SÃO CRISPIM E SÃO CRISPINIANO[Painéis centrais dos Painéis de São Vicente] |
Já então eu publicara na revista O mundo português a descoberta de que, ao contrário do que se pensava, existiam sim dois santos, que tinham as condições requeridas para poderem ser os santos dos Painéis. | Eram dois e estavam ligados à história da conquista de Lisboa aos mouros [...] (A) hipótese de se tratar dos santos Crispim e Crispiniano, irmãos mártires gémeos e primeiros padroeiros de Lisboa, por ter tido na véspera do seu dia que a cidade fora conquistada aos mouros, e no seu dia, 25 de outubro, que D. Afonso I entrara na cidade.Theresa Schedel de Castello Branco
Os painéis de S. Vicente de Fora. As chaves do mistério
Lisboa: Quetzal, 1994, 118-119
Muito se tem dito sobre as sessenta personalidades representadas no Políptico das Janelas Verdes (c. 1470), um conjunto de seis tábuas pré-renascentistas, atribuídas a Nuno Gonçalves (séc. xv) e geralmente referenciado por Painéis de São Vicente. A oscilação na titulação da pintura quatrocentista advém das dúvidas persistentes que a sua interpretação tem suscitado desde a sua descoberta ocasional no Mosteiro de São Vicente de Fora e do seu depósito no Museu Nacional de Arte Antiga ou das Janelas Verdes.

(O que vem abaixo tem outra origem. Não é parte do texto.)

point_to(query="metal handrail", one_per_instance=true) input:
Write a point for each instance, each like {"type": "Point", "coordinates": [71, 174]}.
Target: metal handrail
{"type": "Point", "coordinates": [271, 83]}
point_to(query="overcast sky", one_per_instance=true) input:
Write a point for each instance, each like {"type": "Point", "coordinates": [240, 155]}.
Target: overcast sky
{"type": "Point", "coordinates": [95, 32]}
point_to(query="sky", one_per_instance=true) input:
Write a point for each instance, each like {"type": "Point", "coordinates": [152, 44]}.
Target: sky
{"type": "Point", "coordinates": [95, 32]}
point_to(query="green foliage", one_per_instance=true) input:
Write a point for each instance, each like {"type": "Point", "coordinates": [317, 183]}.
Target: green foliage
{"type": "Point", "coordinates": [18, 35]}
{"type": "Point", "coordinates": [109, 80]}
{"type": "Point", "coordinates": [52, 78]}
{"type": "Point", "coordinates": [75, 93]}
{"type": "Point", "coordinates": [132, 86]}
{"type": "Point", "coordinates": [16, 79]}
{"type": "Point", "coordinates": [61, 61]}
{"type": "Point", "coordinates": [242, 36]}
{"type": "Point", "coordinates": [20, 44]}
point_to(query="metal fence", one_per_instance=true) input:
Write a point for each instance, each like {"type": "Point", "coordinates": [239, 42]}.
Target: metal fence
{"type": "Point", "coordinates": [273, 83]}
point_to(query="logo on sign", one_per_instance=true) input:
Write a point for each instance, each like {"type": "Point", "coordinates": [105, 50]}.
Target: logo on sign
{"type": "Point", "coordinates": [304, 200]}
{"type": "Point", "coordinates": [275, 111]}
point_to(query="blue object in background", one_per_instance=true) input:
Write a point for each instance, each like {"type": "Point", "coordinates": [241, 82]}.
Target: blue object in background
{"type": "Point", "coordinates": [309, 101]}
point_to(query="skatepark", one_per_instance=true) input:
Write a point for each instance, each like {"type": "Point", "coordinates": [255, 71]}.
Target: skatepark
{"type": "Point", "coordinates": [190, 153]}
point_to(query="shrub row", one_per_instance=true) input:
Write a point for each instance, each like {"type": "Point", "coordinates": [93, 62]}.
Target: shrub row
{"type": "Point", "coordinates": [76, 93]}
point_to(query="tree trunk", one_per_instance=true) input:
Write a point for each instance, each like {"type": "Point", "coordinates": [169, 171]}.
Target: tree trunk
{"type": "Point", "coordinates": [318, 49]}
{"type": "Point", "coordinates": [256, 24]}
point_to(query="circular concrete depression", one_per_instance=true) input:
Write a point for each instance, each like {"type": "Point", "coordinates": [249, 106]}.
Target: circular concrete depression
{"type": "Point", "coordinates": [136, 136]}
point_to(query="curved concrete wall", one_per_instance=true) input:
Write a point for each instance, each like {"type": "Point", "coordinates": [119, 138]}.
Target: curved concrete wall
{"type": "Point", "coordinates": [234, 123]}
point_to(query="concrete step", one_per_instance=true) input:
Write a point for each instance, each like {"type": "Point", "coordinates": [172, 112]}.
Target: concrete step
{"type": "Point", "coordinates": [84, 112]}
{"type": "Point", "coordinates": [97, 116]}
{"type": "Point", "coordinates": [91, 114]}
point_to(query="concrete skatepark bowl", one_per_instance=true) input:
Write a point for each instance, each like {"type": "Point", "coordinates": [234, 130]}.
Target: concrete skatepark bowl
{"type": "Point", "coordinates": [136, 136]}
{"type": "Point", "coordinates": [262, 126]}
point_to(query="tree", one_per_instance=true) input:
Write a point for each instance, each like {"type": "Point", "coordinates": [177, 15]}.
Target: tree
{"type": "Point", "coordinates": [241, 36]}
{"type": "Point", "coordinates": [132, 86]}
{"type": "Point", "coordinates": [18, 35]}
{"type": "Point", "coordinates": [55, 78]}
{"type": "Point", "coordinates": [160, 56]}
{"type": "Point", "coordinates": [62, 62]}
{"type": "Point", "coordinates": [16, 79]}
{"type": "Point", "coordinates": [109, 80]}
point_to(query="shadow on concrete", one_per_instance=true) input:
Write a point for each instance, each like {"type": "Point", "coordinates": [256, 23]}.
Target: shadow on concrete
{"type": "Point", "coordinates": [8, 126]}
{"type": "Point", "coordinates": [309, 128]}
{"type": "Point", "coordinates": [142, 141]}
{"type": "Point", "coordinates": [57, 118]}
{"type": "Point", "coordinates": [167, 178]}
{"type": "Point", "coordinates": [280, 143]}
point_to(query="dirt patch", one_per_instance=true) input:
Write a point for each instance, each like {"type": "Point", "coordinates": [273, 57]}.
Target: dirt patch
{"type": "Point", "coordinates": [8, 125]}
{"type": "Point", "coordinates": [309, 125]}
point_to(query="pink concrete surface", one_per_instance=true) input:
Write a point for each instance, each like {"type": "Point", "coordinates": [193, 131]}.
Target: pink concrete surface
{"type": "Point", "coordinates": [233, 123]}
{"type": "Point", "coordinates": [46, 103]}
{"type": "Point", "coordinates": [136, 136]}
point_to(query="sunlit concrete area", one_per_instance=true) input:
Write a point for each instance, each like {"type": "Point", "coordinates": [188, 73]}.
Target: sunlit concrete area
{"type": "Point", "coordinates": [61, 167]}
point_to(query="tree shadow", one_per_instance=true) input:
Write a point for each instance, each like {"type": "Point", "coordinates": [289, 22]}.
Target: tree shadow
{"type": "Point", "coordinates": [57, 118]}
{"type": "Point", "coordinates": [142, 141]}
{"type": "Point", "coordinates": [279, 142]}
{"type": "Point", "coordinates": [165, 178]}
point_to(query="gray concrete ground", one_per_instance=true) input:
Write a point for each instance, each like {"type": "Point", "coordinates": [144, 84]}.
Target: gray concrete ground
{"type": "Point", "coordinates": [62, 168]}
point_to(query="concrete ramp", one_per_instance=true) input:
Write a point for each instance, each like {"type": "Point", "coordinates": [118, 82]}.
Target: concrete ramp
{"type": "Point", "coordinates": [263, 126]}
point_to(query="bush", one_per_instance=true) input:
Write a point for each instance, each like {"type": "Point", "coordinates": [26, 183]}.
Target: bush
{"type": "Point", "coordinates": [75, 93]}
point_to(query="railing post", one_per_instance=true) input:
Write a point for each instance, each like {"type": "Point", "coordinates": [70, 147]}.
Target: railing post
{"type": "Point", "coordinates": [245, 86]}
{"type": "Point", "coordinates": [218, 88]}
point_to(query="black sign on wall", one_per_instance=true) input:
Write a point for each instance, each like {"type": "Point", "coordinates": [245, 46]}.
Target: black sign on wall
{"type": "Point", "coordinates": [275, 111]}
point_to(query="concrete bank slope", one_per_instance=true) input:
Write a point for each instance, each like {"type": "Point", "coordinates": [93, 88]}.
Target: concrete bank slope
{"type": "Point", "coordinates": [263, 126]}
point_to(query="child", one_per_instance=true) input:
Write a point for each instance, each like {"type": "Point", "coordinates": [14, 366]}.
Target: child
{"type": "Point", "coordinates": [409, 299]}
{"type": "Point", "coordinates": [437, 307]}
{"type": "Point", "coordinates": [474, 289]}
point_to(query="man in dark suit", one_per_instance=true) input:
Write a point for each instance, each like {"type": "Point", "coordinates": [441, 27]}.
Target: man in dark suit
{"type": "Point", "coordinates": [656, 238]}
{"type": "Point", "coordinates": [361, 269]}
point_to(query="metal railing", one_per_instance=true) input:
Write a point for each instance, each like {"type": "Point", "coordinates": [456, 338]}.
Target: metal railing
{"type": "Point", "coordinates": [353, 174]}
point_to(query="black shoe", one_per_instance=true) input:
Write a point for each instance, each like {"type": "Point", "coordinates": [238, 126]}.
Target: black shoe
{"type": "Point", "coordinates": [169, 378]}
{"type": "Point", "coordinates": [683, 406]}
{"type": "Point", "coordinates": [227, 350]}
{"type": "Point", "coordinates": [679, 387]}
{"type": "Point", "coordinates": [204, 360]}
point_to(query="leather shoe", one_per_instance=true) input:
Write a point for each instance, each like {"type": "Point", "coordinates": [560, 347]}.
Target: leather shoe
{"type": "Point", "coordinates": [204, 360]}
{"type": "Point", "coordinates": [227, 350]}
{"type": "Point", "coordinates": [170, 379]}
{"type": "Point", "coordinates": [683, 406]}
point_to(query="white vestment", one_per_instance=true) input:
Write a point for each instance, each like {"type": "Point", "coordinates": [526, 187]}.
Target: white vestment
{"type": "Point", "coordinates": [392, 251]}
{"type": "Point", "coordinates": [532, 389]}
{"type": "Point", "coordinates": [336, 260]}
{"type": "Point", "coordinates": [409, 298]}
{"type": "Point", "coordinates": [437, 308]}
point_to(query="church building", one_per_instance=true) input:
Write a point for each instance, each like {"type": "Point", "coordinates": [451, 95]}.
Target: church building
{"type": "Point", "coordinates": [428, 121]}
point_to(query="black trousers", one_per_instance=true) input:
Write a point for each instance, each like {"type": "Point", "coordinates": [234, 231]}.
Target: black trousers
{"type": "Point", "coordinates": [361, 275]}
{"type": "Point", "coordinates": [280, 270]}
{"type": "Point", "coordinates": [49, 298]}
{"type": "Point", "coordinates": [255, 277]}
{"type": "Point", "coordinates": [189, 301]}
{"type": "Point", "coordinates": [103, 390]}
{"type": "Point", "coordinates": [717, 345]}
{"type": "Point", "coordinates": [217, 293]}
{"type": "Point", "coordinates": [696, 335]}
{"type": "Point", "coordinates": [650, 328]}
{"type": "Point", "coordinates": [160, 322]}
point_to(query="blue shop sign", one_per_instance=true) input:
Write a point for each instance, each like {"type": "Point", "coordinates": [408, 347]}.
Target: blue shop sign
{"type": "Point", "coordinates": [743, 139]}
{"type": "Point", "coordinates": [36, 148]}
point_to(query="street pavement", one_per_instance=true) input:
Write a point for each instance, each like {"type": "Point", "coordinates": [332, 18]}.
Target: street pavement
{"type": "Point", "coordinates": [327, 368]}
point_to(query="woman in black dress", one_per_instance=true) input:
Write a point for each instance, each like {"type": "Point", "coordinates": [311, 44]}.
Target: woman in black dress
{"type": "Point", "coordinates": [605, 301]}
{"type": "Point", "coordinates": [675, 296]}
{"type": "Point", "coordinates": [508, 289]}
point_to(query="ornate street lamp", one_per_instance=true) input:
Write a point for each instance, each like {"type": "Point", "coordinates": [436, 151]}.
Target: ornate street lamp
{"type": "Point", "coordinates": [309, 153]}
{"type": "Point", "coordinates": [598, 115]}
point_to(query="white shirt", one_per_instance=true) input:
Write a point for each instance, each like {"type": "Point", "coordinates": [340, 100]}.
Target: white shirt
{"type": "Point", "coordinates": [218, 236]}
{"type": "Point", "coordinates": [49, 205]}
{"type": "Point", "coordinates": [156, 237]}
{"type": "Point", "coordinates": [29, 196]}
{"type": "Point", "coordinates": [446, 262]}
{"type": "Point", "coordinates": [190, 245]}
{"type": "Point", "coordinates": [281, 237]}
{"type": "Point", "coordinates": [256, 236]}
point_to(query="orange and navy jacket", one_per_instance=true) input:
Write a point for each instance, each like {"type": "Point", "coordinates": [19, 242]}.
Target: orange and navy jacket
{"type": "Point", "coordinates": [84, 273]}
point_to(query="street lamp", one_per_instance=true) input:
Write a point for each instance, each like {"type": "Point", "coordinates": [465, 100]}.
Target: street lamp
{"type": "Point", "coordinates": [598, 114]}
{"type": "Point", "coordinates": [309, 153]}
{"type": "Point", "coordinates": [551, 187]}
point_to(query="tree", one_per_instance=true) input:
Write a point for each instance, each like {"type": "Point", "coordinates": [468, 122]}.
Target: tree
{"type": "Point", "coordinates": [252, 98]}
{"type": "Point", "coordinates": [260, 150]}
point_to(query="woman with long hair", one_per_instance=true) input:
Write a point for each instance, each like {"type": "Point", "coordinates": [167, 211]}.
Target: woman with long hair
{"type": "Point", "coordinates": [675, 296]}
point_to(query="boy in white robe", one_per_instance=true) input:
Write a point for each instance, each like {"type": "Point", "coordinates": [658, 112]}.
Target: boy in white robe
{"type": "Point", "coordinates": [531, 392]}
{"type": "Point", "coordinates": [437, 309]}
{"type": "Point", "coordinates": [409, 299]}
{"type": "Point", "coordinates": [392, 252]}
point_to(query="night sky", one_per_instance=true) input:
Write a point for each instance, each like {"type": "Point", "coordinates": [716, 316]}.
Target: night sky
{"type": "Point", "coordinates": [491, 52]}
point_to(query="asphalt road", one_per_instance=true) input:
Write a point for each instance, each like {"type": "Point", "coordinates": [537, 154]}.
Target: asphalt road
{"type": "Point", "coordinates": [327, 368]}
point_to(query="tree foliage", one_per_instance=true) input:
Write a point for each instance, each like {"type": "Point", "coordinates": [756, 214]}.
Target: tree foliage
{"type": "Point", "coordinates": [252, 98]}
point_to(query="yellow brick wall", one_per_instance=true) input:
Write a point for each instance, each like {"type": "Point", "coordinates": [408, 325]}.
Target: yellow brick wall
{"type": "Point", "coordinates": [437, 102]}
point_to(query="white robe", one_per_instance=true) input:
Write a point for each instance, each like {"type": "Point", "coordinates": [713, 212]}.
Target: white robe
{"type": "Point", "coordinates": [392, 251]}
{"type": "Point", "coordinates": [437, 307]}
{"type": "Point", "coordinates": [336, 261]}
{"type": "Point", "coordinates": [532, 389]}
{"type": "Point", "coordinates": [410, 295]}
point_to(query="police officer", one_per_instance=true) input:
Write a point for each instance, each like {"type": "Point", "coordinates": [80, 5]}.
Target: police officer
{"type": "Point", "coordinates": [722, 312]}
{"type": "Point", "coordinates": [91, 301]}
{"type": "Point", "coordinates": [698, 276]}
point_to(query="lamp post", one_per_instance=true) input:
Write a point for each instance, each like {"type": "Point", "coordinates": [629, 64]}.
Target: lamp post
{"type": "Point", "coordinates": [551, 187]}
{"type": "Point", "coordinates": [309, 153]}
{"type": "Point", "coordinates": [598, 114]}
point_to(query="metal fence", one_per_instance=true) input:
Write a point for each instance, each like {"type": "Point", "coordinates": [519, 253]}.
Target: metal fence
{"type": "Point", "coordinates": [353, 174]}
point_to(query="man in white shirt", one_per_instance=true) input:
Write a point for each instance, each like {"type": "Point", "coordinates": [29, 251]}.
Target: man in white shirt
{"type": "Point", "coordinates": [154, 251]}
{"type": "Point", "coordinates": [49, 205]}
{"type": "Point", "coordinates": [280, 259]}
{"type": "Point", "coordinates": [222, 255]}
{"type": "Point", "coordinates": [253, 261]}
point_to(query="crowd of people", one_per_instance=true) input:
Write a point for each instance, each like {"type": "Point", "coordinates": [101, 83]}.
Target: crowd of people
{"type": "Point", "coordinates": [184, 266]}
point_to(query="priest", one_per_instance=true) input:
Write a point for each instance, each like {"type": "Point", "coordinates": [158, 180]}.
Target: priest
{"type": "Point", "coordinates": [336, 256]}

Há quem queira, todavia, associar a obra a São Vicente de Huesca (séc. iv), martirizado em Valência, no tempo do imperador romano Diocleciano. O que nunca ficou esclarecido pelos defensores desta tese é a razão da dupla figuração nos painéis centrais. As hipóteses alternativas pecam pela mesma dificuldade e acrescentam outras. Poderemos questionar-nos até que ponto se torna credível optar por Santo Estêvão, Santa Catarina, Santiago Menor, Infante Santo D. Fernando ou mesmo por um arauto da Era do Espírito Santo.
O número global de individualidades arroladas é difícil de contar, centrando-se sobretudo nos diversos membros da Casa de Avis, com um especial enfoque no misterioso Senhor do Chapeirão, a quem se continua a chamar insistentemente de Infante D. Henrique. Os casais reais constituídos por D. Duarte e D. Leonor de Aragão ou por D. Afonso V e Isabel de Coimbra, bem como o Príncipe Perfeito D. João II e a Princesa Santa D. Joana, concorrem entre si para ocupar um espaço privilegiado no retrato áulico de grupo.
A aceitação do duplo santo no retábulo pode justificar-se por ter sido achado na primeira igreja edificada fora da cerca moura. D. Afonso Henriques até converteu São Vicente em padroeiro de Lisboa em 1173, quando trasladou as suas relíquias para a futura capital do reino. Acontece que em 1147 já oferecera o padroado da cidade a São Crispim e São Crispiniano, por ter sido no seu dia que entrara em Lixbuna. Dois gémeos idênticos, aí está uma boa solução para o enigma fulcral da obra-prima da pintura nacional.